Addis Ababa, 10 June 2021 (ECA) - Leaders of the Group of Seven nations (G7) including the United Kingdom (UK), Canada, France, Germany, Italy, Japan, and the United States, are scheduled to meet for a three-day summit in the UK from 11 to 13 June 2021. Their discussions will focus mainly on issues relating to COVID-19 recovery, climate change and trade.
Ahead of the G7 summit, Vera Songwe, UN Under-Secretary-General and Executive Secretary of the Economic Commission for Africa (ECA) conveyed the following three points, which capture Africa’s expectation from the G7 leaders.
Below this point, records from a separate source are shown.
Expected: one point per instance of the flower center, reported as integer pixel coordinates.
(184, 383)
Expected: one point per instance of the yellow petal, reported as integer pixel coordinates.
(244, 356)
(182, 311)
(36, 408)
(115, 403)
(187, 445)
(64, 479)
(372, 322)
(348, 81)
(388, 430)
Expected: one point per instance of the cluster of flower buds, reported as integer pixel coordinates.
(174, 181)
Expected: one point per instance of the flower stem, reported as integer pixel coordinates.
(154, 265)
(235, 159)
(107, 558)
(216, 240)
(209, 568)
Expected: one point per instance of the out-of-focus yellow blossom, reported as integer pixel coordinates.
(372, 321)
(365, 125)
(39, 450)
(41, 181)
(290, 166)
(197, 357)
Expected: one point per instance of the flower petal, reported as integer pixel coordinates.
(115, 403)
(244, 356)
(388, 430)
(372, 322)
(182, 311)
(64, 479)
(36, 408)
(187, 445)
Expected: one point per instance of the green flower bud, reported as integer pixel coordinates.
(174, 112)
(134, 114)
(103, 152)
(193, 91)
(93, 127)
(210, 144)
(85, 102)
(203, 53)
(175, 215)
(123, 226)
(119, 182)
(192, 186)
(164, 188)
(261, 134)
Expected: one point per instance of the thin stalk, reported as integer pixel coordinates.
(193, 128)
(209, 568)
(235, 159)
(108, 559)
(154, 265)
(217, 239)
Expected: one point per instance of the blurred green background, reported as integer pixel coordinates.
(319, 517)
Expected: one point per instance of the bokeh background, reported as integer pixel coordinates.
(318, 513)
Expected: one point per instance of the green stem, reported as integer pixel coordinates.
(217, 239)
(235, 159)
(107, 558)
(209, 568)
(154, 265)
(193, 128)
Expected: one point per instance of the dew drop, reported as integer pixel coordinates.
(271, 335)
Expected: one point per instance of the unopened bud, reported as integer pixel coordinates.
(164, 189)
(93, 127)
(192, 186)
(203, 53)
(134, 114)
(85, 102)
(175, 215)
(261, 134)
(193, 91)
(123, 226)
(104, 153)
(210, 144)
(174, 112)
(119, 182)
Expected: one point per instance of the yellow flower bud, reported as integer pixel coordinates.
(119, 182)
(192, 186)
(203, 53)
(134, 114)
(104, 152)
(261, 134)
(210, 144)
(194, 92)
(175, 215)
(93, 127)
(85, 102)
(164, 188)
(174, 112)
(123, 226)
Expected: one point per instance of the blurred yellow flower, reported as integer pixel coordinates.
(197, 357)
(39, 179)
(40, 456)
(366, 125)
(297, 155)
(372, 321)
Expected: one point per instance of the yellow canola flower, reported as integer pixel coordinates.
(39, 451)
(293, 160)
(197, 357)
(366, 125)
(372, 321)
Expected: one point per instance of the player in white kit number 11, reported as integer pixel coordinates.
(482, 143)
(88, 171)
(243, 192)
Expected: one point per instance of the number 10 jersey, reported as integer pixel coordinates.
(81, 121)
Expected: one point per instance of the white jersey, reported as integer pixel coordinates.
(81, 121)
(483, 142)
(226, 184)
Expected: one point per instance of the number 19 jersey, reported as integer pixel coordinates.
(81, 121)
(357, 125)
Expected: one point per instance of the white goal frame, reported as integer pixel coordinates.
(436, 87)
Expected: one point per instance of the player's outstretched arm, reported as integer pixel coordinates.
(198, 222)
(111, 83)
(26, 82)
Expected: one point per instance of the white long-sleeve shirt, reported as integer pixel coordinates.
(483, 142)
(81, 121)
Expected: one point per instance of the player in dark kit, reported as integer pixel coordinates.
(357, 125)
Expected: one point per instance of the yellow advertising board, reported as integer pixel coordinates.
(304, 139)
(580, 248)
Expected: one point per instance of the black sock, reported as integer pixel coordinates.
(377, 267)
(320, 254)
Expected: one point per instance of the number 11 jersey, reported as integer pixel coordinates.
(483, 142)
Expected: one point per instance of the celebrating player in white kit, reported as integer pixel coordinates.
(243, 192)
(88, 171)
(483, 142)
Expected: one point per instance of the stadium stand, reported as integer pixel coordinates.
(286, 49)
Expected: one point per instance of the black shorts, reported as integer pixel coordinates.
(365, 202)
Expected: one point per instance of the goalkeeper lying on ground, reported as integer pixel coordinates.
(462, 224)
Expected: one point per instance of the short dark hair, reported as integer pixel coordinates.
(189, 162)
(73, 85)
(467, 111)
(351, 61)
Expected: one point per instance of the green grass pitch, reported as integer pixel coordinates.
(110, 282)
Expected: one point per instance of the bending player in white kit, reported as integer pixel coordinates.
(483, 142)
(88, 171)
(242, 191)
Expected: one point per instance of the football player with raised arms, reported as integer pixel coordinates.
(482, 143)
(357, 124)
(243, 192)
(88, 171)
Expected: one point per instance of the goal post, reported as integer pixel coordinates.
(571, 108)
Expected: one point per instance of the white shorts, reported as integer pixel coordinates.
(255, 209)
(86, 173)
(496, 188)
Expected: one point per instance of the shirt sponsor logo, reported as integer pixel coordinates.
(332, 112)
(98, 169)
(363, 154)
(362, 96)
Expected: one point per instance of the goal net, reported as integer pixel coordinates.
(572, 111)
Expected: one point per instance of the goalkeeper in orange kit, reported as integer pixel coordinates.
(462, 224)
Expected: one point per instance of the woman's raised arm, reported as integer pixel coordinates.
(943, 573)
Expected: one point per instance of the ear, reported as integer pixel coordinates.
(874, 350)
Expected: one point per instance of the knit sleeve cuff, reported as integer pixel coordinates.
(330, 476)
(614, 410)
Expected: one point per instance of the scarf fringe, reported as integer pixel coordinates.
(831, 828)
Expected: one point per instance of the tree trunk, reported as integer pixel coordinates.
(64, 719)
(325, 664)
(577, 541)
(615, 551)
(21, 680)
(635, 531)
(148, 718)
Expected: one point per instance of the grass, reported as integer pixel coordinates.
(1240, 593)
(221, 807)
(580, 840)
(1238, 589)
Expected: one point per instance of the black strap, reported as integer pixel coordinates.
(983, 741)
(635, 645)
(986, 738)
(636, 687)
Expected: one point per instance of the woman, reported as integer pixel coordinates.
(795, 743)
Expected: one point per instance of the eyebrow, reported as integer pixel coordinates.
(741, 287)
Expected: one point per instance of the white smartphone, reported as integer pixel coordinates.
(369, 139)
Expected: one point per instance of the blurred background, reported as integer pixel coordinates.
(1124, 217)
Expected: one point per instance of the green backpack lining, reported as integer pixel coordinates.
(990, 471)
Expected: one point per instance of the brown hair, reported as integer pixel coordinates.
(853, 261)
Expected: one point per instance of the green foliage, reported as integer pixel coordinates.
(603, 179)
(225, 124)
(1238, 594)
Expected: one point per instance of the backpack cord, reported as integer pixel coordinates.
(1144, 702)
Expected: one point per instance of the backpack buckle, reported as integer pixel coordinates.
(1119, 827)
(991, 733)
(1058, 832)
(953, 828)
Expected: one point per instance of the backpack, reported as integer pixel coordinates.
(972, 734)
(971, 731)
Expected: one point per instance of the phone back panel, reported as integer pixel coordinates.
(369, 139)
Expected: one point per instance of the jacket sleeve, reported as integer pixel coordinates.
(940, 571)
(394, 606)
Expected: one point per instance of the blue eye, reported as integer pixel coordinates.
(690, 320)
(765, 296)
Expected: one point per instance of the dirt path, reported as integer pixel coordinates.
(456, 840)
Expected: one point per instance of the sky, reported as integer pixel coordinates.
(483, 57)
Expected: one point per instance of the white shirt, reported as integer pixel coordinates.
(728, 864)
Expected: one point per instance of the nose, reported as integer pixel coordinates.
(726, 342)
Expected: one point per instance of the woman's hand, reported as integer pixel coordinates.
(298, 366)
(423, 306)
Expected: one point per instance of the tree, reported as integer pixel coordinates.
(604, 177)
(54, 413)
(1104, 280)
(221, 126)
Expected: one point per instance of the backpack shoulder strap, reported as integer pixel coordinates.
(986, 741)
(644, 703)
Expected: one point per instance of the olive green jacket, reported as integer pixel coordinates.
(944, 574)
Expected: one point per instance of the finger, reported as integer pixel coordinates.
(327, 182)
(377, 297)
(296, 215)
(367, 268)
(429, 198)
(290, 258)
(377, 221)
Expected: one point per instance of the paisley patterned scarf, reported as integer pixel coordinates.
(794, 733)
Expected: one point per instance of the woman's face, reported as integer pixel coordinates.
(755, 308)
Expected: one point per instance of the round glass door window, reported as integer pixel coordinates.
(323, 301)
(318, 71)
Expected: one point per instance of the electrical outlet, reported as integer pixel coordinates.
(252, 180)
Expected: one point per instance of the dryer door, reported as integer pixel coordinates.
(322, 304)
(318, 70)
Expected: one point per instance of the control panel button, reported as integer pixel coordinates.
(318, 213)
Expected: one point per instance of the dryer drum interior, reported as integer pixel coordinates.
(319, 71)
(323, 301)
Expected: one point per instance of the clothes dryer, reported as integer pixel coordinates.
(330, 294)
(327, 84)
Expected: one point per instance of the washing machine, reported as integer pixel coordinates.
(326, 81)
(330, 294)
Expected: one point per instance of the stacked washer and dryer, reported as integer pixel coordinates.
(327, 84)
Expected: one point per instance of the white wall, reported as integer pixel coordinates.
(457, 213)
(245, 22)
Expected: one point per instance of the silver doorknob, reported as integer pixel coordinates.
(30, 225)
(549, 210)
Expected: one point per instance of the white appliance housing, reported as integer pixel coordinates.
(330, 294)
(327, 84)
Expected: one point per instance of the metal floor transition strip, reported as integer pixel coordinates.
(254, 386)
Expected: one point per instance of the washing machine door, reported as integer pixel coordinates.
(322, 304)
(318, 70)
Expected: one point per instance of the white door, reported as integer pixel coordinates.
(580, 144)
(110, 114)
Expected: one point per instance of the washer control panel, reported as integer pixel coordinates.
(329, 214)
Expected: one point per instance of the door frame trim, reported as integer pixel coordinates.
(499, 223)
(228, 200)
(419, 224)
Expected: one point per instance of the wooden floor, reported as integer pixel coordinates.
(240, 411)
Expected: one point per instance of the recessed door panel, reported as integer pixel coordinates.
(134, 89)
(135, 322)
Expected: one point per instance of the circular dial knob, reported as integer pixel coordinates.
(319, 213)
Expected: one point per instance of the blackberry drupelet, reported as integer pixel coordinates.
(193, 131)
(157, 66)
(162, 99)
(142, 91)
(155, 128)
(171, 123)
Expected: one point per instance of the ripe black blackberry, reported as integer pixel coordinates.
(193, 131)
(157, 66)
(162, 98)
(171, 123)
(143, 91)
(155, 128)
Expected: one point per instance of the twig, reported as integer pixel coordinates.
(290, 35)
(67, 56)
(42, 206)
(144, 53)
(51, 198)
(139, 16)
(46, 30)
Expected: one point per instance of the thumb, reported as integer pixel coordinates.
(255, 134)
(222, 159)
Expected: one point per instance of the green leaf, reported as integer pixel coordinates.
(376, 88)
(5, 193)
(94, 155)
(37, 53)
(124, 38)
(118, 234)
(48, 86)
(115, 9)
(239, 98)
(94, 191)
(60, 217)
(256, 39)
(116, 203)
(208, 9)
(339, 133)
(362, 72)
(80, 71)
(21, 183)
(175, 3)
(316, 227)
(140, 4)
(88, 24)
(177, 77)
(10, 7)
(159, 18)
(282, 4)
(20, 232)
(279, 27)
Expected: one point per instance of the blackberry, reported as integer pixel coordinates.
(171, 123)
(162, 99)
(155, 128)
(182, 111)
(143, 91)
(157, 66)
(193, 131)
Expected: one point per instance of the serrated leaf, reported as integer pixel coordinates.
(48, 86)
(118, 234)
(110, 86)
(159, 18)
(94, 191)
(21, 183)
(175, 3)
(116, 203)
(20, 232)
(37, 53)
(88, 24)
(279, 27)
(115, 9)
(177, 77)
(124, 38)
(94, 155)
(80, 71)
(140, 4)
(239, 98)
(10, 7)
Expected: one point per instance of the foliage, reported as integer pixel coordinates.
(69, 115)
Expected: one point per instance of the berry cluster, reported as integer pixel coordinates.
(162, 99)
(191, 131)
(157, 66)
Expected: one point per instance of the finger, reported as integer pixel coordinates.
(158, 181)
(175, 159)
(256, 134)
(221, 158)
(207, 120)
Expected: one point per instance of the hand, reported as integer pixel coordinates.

Ms Songwe echoed the need for a “historic vaccines roadmap where the G7 stop hoarding, start sharing the financing, the doses and the manufacturing capacity needed to deliver on vaccine access.” This, she added, would mean “one billion doses donated soonest, with two billion donated by the end of the year; the ACT Accelerator and the African vaccines facility fully funded, and the tech shared so we can manufacture vaccines, therapies, and diagnostics locally.”
Her second point was on the urgent need for a historic green recovery financing and coordination agreement, leveraging the IMF Special Drawing Rights and World Bank balance sheets, meeting the $100 billion climate finance pledge, and doubling individual climate finance pledges by G7 countries.
This will ensure that African countries have access to liquidity and concessional finance to invest in a sustainable green jobs boom for the youth of the continent and to counter the surge of extreme poverty due to the pandemic and its aftershocks.
The UN official’s third point was an interrogation on the G7 aid cuts, which disproportionately hit and hurt African nations (cut by two-thirds), disproportionately hit women (cut by 80-90%), and disproportionately hit the UN system agencies like UNAIDS, UNFPA UN Women.
"As an African, a woman, and working for the UN, imagine how this makes us feel about the UK as fair play partners as we face these crises together."
Her message included a call for the British PM to "listen to the conscience within his own Conservative Party, and across the generous hearted British nation, and keep the pledge he made to Africa. This would go on record; down in history as having shown enlightened leadership on Covid and on climate when the world most needed it.”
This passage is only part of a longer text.